Wednesday, August 29, 2007

Flipping Thru The Old Stuff

i was tidying up my room as it was pretty much in a mess... it was plain to see that there wasnt any place for me to store my new notes... so a thorough clean up was in order... while sorting out some of the stuff, i chanced upon several items...

one of which was a photo album containing the photos me and yj took together for the 3 years that we were together... memories started to flood my mind as i flipped through the pages... all the places that we went together, all the happy times we had, all the funny faces we made, and all the time we spent... i really missed the times...

another item of which is actually a collection of the cards and letters that me n yj wrote to each other... among which were birthday cards, valentine's day cards as well as other letters... as i read through the contents, i could feel the love that we had at that particular point of time...

there were also the presents that she made and stuff that she bought for me... i can understand all the effort that she made to give those gifts... i really do...

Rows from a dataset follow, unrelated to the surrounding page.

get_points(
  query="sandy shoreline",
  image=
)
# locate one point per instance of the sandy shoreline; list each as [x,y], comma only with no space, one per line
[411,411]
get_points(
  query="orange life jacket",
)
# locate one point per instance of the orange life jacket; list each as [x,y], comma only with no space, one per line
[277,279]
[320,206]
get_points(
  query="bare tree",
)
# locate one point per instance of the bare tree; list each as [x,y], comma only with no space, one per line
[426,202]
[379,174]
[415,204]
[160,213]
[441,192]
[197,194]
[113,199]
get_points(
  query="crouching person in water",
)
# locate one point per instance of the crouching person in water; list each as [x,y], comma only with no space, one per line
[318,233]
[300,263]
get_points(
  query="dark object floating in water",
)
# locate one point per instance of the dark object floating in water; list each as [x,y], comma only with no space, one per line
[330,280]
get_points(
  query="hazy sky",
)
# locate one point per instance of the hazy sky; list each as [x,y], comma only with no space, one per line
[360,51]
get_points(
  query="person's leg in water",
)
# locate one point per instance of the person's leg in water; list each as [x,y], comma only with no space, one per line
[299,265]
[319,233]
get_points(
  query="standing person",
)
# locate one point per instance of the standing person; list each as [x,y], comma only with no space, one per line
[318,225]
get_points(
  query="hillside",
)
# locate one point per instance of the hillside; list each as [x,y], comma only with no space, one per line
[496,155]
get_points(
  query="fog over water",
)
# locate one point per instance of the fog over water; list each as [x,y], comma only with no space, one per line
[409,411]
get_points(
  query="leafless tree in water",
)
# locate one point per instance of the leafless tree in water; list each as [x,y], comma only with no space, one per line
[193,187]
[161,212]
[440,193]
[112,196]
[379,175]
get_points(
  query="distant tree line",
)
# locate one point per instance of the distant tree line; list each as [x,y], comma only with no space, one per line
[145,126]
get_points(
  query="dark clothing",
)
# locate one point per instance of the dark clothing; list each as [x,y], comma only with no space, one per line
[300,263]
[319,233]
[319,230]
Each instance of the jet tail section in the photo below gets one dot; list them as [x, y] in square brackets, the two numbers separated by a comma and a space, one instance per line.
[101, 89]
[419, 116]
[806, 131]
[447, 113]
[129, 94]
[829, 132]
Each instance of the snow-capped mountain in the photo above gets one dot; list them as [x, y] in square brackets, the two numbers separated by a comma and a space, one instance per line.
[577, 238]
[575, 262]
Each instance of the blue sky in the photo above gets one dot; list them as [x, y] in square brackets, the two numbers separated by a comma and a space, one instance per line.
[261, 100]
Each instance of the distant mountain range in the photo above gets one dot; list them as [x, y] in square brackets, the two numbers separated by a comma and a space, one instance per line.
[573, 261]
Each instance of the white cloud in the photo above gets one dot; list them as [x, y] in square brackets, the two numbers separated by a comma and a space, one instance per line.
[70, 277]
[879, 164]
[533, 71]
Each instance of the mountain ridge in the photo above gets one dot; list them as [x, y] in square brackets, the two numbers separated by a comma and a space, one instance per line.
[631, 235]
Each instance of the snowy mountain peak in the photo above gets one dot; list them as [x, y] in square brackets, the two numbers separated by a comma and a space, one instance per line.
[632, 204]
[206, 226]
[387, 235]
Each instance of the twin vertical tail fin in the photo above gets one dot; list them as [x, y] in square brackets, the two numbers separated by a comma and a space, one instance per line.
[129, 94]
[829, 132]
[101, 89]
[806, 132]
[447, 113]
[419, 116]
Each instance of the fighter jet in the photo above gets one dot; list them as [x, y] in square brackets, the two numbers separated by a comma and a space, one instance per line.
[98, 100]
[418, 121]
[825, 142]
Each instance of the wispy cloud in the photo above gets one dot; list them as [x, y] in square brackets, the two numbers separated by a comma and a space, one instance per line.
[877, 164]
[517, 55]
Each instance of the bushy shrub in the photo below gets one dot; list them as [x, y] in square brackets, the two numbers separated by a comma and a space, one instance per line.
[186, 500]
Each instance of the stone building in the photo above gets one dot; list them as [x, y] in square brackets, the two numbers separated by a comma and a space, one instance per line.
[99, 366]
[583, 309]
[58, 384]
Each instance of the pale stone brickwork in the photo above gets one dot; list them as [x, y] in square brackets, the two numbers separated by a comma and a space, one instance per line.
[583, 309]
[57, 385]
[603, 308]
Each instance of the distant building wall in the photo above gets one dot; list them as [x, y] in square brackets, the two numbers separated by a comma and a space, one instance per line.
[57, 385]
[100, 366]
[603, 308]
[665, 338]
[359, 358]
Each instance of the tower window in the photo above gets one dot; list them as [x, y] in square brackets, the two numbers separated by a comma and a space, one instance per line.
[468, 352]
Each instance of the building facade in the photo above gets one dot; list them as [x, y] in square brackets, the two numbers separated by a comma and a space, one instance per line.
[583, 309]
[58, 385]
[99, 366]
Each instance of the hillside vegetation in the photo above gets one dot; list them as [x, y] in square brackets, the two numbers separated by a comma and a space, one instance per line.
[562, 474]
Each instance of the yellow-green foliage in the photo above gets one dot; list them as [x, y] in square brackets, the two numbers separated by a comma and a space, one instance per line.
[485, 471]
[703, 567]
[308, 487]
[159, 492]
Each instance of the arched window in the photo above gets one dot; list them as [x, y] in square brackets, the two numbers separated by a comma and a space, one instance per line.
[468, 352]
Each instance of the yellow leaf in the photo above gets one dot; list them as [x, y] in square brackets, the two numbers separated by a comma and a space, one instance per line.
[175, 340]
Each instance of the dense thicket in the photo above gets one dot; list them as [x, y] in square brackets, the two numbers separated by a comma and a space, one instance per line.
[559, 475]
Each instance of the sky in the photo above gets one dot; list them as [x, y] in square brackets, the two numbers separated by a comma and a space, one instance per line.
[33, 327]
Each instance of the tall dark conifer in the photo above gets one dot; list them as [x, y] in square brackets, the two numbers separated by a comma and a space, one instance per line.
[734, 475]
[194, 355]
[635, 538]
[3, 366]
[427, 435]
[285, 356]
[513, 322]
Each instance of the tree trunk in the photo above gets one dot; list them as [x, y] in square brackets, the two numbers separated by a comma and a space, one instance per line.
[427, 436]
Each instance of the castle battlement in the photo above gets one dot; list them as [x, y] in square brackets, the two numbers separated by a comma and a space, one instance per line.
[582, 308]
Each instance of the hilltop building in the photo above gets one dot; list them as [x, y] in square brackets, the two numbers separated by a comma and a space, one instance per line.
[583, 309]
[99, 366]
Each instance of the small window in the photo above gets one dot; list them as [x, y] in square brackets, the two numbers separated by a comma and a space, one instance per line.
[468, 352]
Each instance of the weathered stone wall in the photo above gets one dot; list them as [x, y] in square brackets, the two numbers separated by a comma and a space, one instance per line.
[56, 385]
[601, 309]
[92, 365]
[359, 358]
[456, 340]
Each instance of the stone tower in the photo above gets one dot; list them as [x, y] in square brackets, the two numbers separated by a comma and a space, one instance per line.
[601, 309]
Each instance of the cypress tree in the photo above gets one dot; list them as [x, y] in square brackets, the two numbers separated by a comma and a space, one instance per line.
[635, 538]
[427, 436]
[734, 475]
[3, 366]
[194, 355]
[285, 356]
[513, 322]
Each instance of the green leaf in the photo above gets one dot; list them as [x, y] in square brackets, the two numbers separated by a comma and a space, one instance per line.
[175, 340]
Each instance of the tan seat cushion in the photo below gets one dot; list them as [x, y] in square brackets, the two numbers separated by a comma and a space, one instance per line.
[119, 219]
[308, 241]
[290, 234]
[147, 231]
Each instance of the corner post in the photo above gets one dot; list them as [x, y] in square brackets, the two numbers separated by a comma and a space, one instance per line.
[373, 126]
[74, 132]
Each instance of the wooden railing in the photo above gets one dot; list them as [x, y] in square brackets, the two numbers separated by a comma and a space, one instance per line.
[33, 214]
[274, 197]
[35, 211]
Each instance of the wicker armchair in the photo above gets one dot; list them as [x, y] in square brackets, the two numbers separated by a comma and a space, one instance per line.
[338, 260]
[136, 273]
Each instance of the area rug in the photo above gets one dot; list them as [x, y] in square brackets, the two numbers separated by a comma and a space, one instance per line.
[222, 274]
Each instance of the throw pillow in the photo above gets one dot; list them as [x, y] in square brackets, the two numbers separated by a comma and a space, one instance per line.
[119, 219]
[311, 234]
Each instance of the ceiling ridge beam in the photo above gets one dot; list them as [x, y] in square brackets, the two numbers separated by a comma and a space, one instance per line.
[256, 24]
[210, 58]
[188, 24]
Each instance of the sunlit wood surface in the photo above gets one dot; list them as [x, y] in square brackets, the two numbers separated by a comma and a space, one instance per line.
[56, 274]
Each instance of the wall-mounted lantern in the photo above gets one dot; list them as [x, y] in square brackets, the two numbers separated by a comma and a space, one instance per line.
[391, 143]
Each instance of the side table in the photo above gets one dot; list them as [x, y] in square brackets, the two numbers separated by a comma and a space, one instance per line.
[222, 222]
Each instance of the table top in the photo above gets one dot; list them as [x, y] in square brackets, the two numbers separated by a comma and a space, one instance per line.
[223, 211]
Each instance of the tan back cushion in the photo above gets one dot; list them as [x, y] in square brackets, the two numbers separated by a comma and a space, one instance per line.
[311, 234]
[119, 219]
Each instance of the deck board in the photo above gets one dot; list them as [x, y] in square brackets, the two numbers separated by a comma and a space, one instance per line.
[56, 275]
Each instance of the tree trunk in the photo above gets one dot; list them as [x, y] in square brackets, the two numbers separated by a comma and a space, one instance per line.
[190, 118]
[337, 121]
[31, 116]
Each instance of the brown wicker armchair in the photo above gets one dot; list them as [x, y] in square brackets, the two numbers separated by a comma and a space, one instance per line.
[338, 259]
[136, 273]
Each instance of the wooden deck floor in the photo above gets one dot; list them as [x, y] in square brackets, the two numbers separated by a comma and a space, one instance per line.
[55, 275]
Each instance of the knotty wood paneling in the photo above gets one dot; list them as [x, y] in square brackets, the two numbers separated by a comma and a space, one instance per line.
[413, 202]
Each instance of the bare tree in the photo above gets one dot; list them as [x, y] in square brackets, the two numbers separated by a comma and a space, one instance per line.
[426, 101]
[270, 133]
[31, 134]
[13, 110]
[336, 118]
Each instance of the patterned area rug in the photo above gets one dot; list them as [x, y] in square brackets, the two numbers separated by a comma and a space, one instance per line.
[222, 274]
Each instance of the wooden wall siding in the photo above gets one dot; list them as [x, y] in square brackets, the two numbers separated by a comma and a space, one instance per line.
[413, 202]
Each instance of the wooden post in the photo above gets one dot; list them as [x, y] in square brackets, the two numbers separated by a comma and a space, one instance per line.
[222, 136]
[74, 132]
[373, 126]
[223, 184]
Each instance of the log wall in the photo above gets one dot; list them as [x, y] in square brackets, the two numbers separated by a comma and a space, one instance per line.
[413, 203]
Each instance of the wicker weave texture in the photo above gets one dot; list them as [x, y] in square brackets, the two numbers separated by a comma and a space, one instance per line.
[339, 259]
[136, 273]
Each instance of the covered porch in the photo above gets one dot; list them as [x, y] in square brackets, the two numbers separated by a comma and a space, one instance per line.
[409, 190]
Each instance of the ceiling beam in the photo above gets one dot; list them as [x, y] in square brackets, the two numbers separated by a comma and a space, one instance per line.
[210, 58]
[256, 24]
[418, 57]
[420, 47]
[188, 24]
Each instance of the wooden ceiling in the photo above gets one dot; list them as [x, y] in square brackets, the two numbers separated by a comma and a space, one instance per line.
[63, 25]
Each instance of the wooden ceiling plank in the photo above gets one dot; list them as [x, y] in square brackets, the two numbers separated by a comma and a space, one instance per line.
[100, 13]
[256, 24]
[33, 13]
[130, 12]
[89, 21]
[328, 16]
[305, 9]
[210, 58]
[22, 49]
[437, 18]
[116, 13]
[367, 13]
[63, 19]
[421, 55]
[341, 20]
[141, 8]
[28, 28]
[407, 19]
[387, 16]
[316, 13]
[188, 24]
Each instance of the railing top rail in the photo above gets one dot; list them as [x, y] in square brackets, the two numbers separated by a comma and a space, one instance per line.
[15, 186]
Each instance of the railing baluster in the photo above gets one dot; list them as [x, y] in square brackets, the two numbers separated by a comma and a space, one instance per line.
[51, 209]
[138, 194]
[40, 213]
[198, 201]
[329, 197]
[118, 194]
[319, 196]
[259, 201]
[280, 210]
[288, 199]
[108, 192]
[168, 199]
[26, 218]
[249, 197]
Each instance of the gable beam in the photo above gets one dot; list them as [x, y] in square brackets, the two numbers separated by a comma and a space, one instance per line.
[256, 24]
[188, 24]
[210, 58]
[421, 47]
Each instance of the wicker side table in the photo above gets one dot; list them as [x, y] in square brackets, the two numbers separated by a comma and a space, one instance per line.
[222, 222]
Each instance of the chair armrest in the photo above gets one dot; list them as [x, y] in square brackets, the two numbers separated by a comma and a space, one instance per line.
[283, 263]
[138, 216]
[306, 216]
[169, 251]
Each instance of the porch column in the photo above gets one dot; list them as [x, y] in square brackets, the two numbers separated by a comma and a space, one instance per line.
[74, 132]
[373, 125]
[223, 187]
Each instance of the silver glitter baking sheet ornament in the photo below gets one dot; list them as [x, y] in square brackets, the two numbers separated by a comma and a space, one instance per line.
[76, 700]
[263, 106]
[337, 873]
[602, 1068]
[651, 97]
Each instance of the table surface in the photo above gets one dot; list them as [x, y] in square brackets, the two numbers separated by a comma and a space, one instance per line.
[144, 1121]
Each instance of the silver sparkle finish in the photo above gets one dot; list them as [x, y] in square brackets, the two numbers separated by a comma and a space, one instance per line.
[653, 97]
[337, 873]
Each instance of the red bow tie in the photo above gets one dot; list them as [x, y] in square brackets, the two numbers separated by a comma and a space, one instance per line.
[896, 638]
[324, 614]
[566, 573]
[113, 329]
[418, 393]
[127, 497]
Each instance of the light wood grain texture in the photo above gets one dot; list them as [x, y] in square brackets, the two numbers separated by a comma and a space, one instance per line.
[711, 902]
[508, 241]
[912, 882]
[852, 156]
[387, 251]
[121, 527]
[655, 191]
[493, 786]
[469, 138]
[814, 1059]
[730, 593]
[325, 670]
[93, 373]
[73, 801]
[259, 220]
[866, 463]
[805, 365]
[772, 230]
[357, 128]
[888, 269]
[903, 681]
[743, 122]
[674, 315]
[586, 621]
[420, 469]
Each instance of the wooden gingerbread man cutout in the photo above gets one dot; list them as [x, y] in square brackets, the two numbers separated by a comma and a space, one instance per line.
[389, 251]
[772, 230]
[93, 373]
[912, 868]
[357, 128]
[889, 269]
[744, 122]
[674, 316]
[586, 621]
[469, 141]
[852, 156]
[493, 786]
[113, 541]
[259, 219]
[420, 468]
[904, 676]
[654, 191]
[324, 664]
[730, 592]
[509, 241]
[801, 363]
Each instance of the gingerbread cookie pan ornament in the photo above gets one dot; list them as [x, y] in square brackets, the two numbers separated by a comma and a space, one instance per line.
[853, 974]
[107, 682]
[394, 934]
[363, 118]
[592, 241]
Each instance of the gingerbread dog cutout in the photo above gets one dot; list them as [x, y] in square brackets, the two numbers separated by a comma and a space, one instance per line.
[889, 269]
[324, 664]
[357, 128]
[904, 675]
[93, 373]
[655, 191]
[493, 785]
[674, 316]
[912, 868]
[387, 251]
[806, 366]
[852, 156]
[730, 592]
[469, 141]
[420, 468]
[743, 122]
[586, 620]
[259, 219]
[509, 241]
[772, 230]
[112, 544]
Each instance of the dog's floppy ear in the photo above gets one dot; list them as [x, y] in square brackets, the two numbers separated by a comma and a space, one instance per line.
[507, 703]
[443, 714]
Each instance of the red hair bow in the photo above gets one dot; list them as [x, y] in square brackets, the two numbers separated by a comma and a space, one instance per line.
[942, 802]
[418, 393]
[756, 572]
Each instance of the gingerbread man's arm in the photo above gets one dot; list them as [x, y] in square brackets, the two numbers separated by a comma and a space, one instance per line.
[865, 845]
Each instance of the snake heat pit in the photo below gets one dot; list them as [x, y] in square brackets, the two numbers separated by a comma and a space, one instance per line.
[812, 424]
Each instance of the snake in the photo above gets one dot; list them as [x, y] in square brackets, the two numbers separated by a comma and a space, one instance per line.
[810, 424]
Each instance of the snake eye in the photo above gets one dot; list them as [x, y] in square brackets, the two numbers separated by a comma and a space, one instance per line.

after seeing these stuff, i realised how much i missed her... i missed hearing her voice, i missed talking to her even if its on msn, and how i wish i could tell her how much she still means to me even at this point of time... somehow i still cant bear to face her, even if it means just chatting to her on msn... i suppose its because i have yet to get over her...

if someone were to ask me now, if there's anyone new in my life... my answer will be "No"... if someone were to ask me, is there anyone new that you love, my answer will again be "No"... but if someone were to ask me, do u still love yj, my answer would be "Yes"... i think that answers everything doesnt it?